1. 首先看下内核如何设置kmem accounting?
当往memory cgroup所在的目录下文件memory.kmem.limit_in_bytes写入值时,内核会调用mem_cgroup_write:
写入memory.kmem.limit_in_bytes的值范围为0 至 -1,在内核因为采用了页对齐,所以实际以4096倍数增长,最大值为RESOURCE_MAX。写入-1时转化为最大值RESOURCE_MAX(9223372036854775807)

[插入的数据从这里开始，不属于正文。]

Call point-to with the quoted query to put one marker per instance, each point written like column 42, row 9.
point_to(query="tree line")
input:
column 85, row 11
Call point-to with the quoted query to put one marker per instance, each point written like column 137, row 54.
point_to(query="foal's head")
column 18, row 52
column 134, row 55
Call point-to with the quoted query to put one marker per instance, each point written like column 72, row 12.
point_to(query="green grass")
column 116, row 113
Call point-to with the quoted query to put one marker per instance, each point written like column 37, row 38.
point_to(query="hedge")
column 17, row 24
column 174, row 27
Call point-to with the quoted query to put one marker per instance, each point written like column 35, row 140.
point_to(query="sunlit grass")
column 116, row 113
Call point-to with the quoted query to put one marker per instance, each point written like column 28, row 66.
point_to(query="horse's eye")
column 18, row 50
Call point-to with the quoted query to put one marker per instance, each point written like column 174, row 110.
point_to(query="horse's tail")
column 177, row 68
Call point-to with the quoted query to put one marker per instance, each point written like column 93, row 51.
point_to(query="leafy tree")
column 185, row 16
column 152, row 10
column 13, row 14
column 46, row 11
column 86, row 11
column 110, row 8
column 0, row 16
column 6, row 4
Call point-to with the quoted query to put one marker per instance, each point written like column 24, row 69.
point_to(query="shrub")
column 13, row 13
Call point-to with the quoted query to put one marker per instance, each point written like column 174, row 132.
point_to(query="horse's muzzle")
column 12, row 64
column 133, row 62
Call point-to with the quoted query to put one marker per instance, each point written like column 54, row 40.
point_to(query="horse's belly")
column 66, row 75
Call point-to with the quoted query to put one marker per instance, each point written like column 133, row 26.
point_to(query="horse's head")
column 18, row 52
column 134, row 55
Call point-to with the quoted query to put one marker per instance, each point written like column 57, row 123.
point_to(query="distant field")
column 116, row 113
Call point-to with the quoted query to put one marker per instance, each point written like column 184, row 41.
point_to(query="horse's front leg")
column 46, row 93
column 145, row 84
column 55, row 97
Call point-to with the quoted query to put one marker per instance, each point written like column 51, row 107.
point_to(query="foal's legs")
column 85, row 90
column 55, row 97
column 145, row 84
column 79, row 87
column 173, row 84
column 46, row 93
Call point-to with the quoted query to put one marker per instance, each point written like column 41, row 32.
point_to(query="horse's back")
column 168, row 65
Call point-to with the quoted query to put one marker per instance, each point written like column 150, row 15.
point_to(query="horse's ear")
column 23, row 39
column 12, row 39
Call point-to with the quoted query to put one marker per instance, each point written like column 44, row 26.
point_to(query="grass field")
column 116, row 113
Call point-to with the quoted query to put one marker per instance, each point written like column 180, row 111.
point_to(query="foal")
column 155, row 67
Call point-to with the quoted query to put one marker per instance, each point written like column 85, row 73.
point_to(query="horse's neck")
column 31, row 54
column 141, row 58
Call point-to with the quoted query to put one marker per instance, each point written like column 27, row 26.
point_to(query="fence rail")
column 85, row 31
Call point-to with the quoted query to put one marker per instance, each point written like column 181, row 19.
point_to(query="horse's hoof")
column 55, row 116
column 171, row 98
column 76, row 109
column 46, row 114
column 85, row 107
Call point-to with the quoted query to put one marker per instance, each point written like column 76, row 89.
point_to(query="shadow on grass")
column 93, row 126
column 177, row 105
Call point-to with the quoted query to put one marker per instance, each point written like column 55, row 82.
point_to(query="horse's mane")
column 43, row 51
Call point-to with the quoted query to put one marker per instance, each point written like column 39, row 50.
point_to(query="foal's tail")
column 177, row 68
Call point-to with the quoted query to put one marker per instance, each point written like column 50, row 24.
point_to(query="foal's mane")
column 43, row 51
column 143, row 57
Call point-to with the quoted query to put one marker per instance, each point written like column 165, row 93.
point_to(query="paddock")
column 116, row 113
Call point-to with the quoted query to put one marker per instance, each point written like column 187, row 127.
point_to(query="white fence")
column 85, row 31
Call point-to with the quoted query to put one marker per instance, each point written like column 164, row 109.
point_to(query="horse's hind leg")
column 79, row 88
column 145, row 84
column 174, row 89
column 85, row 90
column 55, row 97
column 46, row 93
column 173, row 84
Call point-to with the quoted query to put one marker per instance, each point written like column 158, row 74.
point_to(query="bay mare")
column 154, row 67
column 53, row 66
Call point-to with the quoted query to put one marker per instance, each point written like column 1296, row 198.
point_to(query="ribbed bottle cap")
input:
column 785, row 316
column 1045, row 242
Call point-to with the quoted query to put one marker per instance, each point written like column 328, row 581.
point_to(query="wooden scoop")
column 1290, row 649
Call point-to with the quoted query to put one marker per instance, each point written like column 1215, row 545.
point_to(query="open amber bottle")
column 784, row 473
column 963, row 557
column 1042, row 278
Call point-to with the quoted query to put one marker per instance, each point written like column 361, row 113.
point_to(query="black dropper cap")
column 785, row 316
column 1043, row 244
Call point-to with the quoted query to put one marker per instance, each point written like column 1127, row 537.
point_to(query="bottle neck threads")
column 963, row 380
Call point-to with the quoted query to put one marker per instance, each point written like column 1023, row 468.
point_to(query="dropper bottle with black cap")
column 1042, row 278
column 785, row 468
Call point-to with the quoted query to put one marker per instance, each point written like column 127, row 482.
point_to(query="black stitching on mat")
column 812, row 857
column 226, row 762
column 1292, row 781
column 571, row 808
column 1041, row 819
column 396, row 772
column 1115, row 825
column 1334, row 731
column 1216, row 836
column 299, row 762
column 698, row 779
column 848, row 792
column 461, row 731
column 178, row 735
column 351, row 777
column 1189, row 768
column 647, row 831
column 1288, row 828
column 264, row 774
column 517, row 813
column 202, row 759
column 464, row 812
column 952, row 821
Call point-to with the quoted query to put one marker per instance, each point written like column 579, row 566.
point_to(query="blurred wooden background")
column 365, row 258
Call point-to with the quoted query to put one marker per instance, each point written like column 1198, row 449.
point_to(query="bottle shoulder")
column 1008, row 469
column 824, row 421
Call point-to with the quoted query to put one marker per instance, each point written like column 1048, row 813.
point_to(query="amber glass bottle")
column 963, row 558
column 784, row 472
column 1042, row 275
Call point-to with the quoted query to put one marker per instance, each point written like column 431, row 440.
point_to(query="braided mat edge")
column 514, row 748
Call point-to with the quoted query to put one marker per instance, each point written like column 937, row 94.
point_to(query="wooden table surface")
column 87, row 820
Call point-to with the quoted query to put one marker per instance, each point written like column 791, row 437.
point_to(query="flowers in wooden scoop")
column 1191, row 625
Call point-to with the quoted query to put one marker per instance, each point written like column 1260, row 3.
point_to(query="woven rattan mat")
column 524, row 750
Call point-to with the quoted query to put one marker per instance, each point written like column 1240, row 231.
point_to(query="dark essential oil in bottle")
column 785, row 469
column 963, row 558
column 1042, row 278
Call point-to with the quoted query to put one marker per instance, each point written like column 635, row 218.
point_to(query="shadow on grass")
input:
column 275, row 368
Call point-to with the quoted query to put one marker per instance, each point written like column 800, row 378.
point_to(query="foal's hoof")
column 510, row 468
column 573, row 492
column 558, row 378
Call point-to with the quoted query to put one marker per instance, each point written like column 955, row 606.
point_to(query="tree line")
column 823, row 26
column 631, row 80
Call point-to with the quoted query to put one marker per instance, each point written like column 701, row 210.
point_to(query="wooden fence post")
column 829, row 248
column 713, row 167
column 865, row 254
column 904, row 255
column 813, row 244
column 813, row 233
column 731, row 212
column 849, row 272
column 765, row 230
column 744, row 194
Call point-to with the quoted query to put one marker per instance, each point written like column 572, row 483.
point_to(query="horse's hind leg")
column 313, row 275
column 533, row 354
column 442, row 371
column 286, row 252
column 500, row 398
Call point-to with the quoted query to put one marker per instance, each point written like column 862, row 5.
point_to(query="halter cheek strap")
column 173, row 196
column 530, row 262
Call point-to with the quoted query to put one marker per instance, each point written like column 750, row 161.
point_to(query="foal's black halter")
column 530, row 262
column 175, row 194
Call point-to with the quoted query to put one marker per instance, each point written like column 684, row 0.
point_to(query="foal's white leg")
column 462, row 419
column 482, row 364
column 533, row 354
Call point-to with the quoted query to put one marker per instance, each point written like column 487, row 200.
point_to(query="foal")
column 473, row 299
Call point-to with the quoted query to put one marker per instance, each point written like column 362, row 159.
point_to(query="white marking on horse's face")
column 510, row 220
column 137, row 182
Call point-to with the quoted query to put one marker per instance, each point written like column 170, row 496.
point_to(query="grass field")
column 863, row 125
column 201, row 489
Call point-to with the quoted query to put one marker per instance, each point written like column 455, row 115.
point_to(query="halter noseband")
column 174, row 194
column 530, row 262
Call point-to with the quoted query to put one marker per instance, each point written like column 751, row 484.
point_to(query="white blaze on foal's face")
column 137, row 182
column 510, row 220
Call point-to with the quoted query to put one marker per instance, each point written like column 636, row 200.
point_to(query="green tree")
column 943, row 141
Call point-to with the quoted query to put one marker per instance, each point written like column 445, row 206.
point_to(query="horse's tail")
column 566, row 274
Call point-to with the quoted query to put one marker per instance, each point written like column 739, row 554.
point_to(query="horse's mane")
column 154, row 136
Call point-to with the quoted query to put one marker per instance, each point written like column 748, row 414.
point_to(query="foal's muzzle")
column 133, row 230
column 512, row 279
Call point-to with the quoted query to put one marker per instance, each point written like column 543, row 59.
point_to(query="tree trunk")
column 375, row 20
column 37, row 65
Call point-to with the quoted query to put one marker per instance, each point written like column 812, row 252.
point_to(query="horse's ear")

static int memcg_update_kmem_limit(struct cgroup *cont, unsigned long limit)
{
int ret = -EINVAL;
#ifdef CONFIG_MEMCG_KMEM
struct mem_cgroup *memcg = mem_cgroup_from_cont(cont);
/*
* For simplicity, we won't allow this to be disabled. It also can't
* be changed if the cgroup has children already, or if tasks had
* already joined.
*
* If tasks join before we set the limit, a person looking at
* kmem.usage_in_bytes will have no way to determine when it took
* place, which makes the value quite meaningless.
*
* After it first became limited, changes in the value of the limit are
* of course permitted.
*/
mutex_lock(&memcg_create_mutex);
mutex_lock(&memcg_limit_mutex);
//未使能kmem accounting且用户输入值不为-1
if (!memcg->kmem_account_flags && limit != PAGE_COUNTER_MAX) {
if (cgroup_task_count(cont) || memcg_has_children(memcg)) {
ret = -EBUSY;
goto out;
}
ret = page_counter_limit(&memcg->kmem, limit);
VM_BUG_ON(ret);
ret = memcg_update_cache_sizes(memcg);
if (ret) {
page_counter_limit(&memcg->kmem, PAGE_COUNTER_MAX);
goto out;
}
static_key_slow_inc(&memcg_kmem_enabled_key);
/*
* setting the active bit after the inc will guarantee no one
* starts accounting before all call sites are patched
*/
memcg_kmem_set_active(memcg);//设置kmem_accout_flags代表已使能kmem accounting
/*
* kmem charges can outlive the cgroup. In the case of slab
* pages, for instance, a page contain objects from various
* processes, so it is unfeasible to migrate them away. We
* need to reference count the memcg because of that.
*/
mem_cgroup_get(memcg);
} else
ret = page_counter_limit(&memcg->kmem, limit);
out:
mutex_unlock(&memcg_limit_mutex);
mutex_unlock(&memcg_create_mutex);
#endif
return ret;
}
设置kmem_account_flags表示开启kmem accounting功能
2. 如何使用kmem accounting
Centos默认开启了kmem accounting,往对应的memory cgroup目录下文件memory.kmem.limit_in_bytes写入对应的值可以
限制cgroup kmem大小:
如果既要开启kmem accounting又不想对所在的memory cgroup的kmem进行限制,可按如下方式设置:
先往memory.kmem.limit_in_bytes写入一个不为RESOURCE_MAX的任意非负数值开启kmem accounting功能
echo 0 > memory.kmem.limit_in_bytes
再对memory.kmem.limit_in_bytes写入-1值,内核将-1值转为RESOURCE_MAX写入memory.kmem.limit_in_bytes
echo -1 > memory.kmem.limit_in_bytes
3.内核如何统计用户读取到的memory.usage_in_bytes值?
用户态读取memory cgroup的memory.usage_in_bytes值时,在内核中实际上读取的是memcg->res (未使能swap)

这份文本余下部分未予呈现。